Peonies do not require too much maintenance if you ensure that they are planted correctly, and they do not respond well to transplanting. The best time to plant a peony is in late September and October. Peonies should be planted about six weeks before the freezing temperatures. Peonies that are planted in the spring don’t develop as well and usually lag behind a year before those planted in autumn.

They are not picky about the place you plant them, but you should consider planting them in an area that is free of disturbance and doesn’t require transplanting. A lot of sunshine isn’t necessary to grow a peony, and they can manage with half a day, but if you want them to bloom fully, a sunny spot is best. The ground should be fertile, moist, and humus-rich, as well as a neutral pH.

When planting them, place them three to four feet apart to facilitate air circulation, and dig a copious hole, 2 feet wide and deep, in moist soil and a sunny spot. Place the root, so the buds face upwards, just 2 inches below the soil surface. When backfilling the hole, make sure it doesn’t push down and bury the root, be gentle when tamping it, and water it thoroughly.

How to Take Care of Your Peonies?

When planting a new peony, they require time to develop. They usually take a few years before they bloom, grow, and establish themselves. They do not require much maintenance, so it should be easy to care for them.
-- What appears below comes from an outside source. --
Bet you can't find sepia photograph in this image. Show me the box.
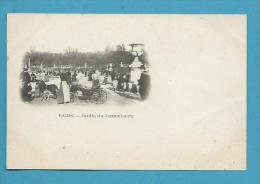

The soil should be well worked before planting, mixed with a little fertilizer and compost. If the soil is not fertile enough, you should apply fertilizer in the early summer, after the peony blossoms, and you should do so every few years. Peonies have weak stems which jeopardize their structural stability because of the enormous bloom, so it is advisable to invest in a three-legged metal peony ring or wire tomato cages to let the plant grow through the center of the support.

Mulch should be very rarely used. It should be used only in the cold temperature, and with very small amounts of pine needles and shredded balk, and you should remove the mulch in the spring.

Why Should You Care for a Peony?

While they usually average at 5 to 6 inches across at full blossom, some can develop into a gigantic 10 inches in diameter. The peony, also referred to as the flower of riches, is often symbolistically depicted to bring good fortune, luck, and happy marriage. It is also chosen as the official flower of the 12th marriage anniversary.

The peony is an inspiration for creative minds. For centuries, the peony inspired Chinese artists, writers and poets, and even European artists, including Van Gogh and Renoir.

Used by people throughout the years to bring a profit, this plant made millions for luxury fragrance specialists by extracting the sweet scent and bottling it into candles, body mists, perfumes, and lotions sold around the world. The Alex Fleming pink peony is mainly known as one of the most aromatic and fragranced varieties of peony. They can make for an excellent gift for your wife or mother, bringing them the aroma of tranquility and elegance that these Chinese plants often do.